Lamine Yamal est un joueur qui a rejoint l’élite très tôt et avec un objectif clair en tête : écrire l’histoire. A 19 ans, il se présente, une nouvelle fois, comme candidat au Ballon d’Or, une fois qu’il aura remporté la Coupe du monde. Il obtient toutes les reconnaissances individuelles avec seulement trois saisons dans le football professionnel.
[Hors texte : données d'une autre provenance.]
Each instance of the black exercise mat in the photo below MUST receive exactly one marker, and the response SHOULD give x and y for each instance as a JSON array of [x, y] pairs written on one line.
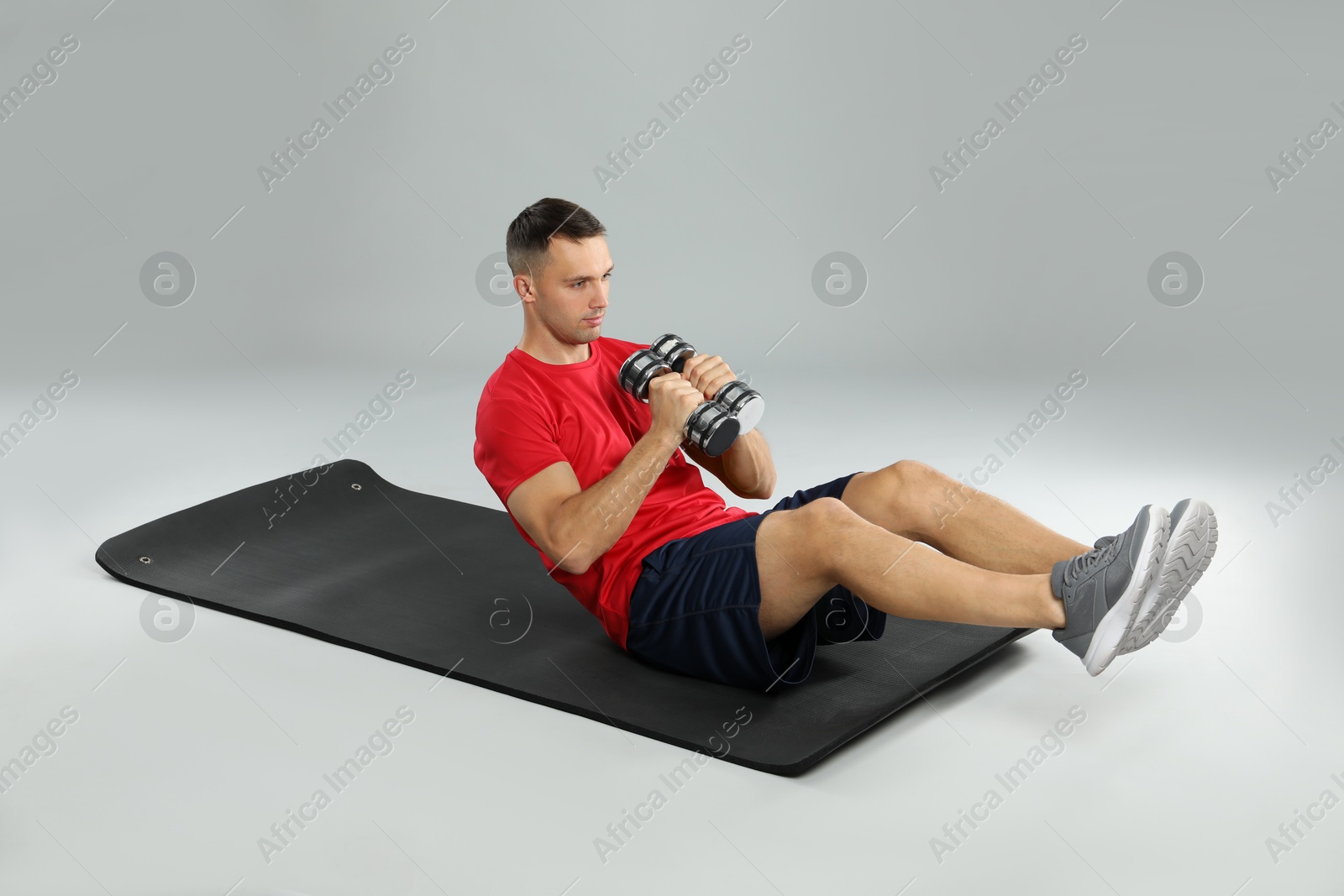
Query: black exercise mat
[[449, 587]]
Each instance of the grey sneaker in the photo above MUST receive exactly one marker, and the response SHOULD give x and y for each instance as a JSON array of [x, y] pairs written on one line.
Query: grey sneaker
[[1189, 550], [1104, 589]]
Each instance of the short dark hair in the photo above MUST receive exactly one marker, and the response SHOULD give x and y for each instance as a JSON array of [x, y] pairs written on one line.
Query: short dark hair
[[530, 235]]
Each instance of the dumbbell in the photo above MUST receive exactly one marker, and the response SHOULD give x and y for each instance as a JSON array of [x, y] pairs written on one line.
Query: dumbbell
[[737, 398], [711, 427]]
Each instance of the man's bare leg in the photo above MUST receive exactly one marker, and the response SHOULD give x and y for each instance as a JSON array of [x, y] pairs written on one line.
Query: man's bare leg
[[804, 553], [924, 504]]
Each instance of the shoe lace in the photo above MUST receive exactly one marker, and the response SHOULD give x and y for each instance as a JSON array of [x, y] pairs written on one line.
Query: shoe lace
[[1084, 564]]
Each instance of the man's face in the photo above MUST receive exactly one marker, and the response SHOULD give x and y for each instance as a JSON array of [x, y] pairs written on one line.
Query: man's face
[[571, 293]]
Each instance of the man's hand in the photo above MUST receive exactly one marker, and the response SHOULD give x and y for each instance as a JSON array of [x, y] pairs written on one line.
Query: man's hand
[[709, 374]]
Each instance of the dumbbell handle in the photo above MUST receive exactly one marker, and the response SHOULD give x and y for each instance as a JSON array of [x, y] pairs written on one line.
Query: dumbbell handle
[[710, 426], [739, 399]]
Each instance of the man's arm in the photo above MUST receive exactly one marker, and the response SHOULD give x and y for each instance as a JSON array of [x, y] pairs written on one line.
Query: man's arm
[[575, 527], [746, 468]]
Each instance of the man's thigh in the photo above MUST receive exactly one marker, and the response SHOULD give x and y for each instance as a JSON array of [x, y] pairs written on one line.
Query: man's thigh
[[792, 560]]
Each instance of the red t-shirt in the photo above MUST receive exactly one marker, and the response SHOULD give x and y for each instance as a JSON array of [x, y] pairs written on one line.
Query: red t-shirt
[[534, 414]]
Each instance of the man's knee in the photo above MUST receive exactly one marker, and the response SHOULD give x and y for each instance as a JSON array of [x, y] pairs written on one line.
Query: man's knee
[[927, 497]]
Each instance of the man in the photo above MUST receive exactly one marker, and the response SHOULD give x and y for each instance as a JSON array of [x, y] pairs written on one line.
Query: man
[[595, 479]]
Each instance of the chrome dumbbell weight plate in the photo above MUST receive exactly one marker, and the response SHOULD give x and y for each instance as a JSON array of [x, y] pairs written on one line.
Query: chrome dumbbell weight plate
[[743, 402], [638, 369], [712, 429]]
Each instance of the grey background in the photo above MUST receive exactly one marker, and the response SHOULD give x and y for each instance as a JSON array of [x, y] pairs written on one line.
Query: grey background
[[362, 262]]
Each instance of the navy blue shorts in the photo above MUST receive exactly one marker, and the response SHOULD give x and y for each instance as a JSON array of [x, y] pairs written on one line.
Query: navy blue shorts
[[696, 609]]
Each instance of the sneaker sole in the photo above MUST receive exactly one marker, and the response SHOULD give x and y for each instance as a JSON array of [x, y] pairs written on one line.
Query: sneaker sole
[[1119, 622], [1189, 550]]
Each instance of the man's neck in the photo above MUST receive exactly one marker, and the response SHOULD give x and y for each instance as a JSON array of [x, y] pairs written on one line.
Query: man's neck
[[555, 352]]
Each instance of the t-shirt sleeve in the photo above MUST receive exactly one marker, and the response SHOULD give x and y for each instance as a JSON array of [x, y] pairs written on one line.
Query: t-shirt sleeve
[[514, 443]]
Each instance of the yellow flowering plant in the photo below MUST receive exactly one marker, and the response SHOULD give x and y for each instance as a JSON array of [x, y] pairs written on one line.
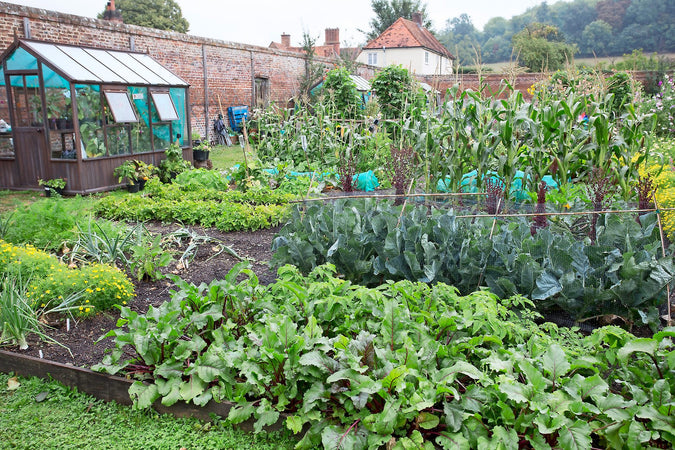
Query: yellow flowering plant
[[51, 281]]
Avec le Barça, il porte le ’10’ sur son dos, un numéro privilégié avec beaucoup de poids. De plus, il est l’élément clé du plan de Hansi Flick, ce qui fait que Lamine a le défi de gérer toutes ces responsabilités à un si jeune âge.
Mais le succès n’apporte pas seulement la reconnaissance. Atteindre les sommets en tant qu’enfant, c’est aussi vivre avec une énorme pression médiatique, des attentes très élevées et un niveau d’exposition constant. Et cela n’est pas seulement géré par Lamine, mais aussi par ses amis, sa famille et tout type d’environnement du joueur.
L’intensité des parents
La psychologue Lara Ferreiro, qui souligne que « l’impact du succès va bien au-delà du terrain de jeu ». Comme il l’explique, « quand un athlète atteint la gloire à un si jeune âge, il est essentiel de prendre soin de son bien-être psychologique pour éviter que la pression finisse par affecter son développement personnel », dit-il.
Le spécialiste s’intéresse à un phénomène connu sous le nom de « mandat de réussite », une situation dans laquelle, inconsciemment, le milieu familial peut transmettre au jeune le sentiment qu’il doit toujours maintenir un niveau de performance extraordinaire. Même si ces attentes naissent généralement de l’affection et du désir de le voir réussir, elles peuvent devenir un fardeau difficile à gérer.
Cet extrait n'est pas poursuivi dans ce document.